AGI – “In Italia abbiamo diverse zone franche, diversi territori nei quali lo Stato a un certo punto ha deciso di indietreggiare, perchè ha pensato che fosse troppo difficile risolvere il problema. Io penso che uno Stato serio una scelta del genere non la possa fare, ma so anche che è molto difficile pensare di poter risolvere nello stesso momento, contemporaneamente, tutti i problemi che abbiamo sul territorio nazionale”. Lo ha affermato il presidente del Consiglio, Giorgia Meloni, in un’intervista a Tg Poste.

“Su Caivano – ha aggiunto – la premier abbiamo allora deciso di fare un esperimento: dimostrare che se la politica, ma anche gli attori privati e i vari livelli istituzionali, ovvero la parte bella della nazione, si fossero concentrati, si sarebbe potuto dimostrare che quelle zone non sono perse.

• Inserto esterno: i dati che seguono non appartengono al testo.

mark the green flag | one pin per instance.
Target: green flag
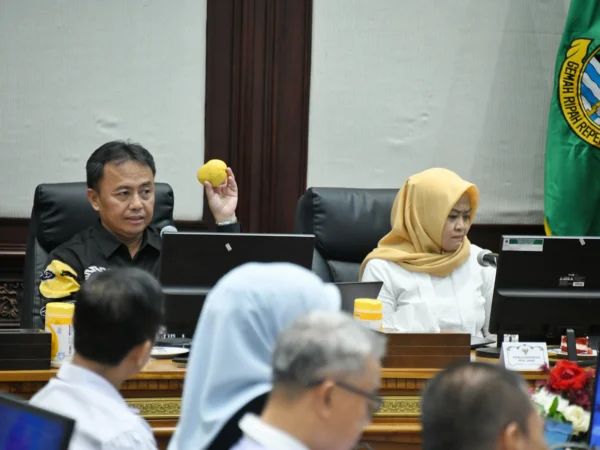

E che un esempio purtroppo noto alle cronache per la sua fatiscenza, i problemi, la criminalità, l’abbandono può diventare un modello esattamente inverso”. 

“Noi – ha ricordato Meloni – stiamo lavorando con una cadenza e una presenza quotidiana a Caivano. Qualcuno si è lamentato perchè ci sono troppi ministri che vanno lì, ma non sono solo ministri, c’è Poste Italiane, il Genio militare, realtà che si sono messe a disposizione per fare sì che l’Italia perbene dimostri che le cose possono cambiare”.

“La più grande soddisfazione – ha continuato il premier – me l’ha data il post di una mamma che era riuscita finalmente a portare suo figlio al parco a Caivano. A piccoli passi, si mette ogni giorno un pezzetto di mattone, lo si fa con il contributo di tutti, ma io non mollo finchè non riesco a dimostrare che le cose possono cambiare”. “Sono certa – ha concluso – che se riusciamo a farlo a Caivano noi saremo in grado di affrontare piano piano anche tutte le zone franche”.